Poco más de siete meses -entre marzo y noviembre de ese año- duraría la “monserga”, y sería precisamente Alba el que pondría final al gobierno con sus exorbitantes peticiones de aumentos salariales a los profesionales de la enseñanza. Y no porque que no resultaran estos funcionarios acreedores a esos incrementos, sino que la atención a sus demandas se confrontaría con los intereses de otros empleados públicos que también merecían la actuación positiva de la Hacienda Pública. Don Santiago, a decir de otros miembros del ejecutivo, quería abandonarlo pero no sabía cómo. Y el resto de sus compañeros de gabinete comprendían a la perfección que Alba no debía protagonizar en solitario la oposición parlamentaria de los partidos dinásticos, motivo por el cual el llamado gobierno nacional caía con el mismo estrépito que la esperanza que su creación había producido en amplios sectores de la sociedad.
Parece evidente que una de las características comunes a los líderes políticos de toda condición social, edad, género o formación, se encuentra en su afán de protagonismo, al que se añade la urgencia por llegar a ser lo que se pretende en cada momento.
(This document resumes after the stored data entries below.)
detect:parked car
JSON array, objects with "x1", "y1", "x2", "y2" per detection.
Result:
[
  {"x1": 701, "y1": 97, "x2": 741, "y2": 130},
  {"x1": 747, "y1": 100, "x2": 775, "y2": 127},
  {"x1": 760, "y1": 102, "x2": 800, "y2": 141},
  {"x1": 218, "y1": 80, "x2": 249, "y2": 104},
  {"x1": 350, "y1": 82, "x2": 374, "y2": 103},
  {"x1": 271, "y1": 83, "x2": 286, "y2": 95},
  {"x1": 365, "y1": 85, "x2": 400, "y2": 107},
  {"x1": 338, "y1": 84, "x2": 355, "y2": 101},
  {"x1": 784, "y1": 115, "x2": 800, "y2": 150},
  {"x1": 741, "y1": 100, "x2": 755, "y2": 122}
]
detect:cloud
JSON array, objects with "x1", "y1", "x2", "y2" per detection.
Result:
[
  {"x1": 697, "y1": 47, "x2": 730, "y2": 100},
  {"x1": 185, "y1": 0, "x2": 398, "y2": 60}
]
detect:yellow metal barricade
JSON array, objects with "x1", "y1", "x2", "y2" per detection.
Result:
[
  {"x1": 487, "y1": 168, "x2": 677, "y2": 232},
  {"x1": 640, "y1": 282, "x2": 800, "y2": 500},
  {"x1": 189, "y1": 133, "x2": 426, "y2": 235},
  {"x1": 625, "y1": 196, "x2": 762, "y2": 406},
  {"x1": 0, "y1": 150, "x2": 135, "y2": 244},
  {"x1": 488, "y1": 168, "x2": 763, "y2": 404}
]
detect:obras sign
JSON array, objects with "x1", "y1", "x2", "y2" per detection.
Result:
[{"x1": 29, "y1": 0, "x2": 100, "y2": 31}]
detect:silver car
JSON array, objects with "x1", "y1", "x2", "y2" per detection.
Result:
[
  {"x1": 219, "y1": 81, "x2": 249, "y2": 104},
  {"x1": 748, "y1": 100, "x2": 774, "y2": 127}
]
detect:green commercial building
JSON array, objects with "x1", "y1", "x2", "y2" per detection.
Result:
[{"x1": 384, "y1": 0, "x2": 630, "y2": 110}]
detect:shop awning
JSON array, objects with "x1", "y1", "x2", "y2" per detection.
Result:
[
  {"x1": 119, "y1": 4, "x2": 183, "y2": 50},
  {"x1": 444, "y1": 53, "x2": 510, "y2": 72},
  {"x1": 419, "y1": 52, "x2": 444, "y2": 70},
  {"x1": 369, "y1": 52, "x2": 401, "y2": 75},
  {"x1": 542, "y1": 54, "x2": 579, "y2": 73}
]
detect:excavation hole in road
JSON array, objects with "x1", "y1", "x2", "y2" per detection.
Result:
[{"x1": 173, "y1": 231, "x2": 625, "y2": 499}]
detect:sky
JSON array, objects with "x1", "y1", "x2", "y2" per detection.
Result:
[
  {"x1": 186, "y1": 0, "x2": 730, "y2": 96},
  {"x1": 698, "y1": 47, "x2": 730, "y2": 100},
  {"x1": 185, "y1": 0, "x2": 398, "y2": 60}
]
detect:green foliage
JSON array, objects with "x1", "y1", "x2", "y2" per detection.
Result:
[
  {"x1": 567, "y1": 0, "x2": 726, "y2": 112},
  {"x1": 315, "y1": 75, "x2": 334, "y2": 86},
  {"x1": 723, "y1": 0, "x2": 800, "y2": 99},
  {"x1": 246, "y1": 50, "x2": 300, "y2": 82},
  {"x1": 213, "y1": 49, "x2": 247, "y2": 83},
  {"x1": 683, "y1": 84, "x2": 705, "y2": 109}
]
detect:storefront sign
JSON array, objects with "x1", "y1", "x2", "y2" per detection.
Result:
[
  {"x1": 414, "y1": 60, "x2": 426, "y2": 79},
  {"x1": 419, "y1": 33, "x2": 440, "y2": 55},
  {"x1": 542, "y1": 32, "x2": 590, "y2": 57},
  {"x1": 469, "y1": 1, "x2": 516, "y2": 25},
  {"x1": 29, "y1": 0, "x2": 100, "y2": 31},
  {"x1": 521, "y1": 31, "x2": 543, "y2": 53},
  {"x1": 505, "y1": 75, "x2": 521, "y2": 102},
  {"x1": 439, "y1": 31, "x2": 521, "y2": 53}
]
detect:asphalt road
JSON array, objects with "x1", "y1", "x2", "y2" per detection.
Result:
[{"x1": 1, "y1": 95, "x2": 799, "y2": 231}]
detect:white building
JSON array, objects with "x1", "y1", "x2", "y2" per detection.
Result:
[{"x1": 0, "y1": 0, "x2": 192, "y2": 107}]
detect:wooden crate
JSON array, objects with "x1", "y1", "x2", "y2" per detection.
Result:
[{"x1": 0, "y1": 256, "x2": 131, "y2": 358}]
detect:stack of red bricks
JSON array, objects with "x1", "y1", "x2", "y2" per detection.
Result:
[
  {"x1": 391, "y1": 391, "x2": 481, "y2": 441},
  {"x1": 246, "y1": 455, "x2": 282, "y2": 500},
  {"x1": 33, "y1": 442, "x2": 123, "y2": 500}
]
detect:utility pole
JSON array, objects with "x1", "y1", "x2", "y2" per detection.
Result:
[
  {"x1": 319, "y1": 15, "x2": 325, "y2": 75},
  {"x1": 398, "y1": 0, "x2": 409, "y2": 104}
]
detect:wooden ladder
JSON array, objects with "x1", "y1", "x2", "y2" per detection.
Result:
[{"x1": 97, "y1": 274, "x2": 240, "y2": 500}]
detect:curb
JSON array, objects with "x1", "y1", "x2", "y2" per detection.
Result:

La ambición, cuando se antoja como desmedida, y la perentoriedad, constituyen unidas un peligroso cóctel para la vida de los pueblos a los que esos dirigentes manifiestan servir.
Algo parecido le ocurriría a Albert Rivera cuando, en abril de 2019, decidió no tender la mano a Sánchez y ofrecerle sus 57 diputados para llevar a cabo una política moderada. El resultado -como se conoce- sería el de ofrecer una justificación para que el presidente del gobierno pusiera en marcha sus acuerdos con todas las formaciones políticas que pretenden romper el pacto constitucional, desde la cuestión territorial hasta la económica, pasando -y no precisamente de puntillas- por la degradación institucional.
Nunca he creído, sin embargo -le confieso, lector, que me considero un tanto ingenuo, pero no hasta ese punto- que el PSOE concedería a Rivera los tres requisitos que los cuatro integrantes de la ejecutiva de Cs planteamos ese 29 de abril -compromiso de no indultar a los presos del Procés, compromiso también de no gobernar en Navarra con la ayuda de Bildu y aplicación de una política económica ordenada y con acuerdo a las directrices europeas.
Seguramente Sánchez habría preferido hacer lo que en efecto hizo, aunque eso le esté suponiendo un alto precio para España en su cohesión interior y en su prestigio internacional, pero una eventual oferta de gobierno por parte de Rivera habría, al menos, salvado del desastre al partido liberal, garantizándole unos cuantos años de vida… y -en el caso de su aceptación por Sánchez- de las llaves del decreto de disolución y de la convocatoria de elecciones, poniendo en manos de Cs la posibilidad de generar una crisis de gobierno en el momento en el que más le conviniera.
Pero Rivera quería ser… “o Cesar o nada”, y también se equivocó en cuanto al momento: todavía no le había llegado el tiempo de la presidencia, aunque sí disponía entonces de algún que otro boleto en la rifa de las vicepresidencias.
“El arte de esperar es la mitad del arte de vencer”, dijo precisamente don Antonio Maura. Con todas sus diferencias -y lo son más que extraordinarias-, Alba no llegó a la presidencia del gobierno y, la joven promesa que fue Albert Rivera, se fue agostando, y agotando, en los líquidos meandros de la política pretérita.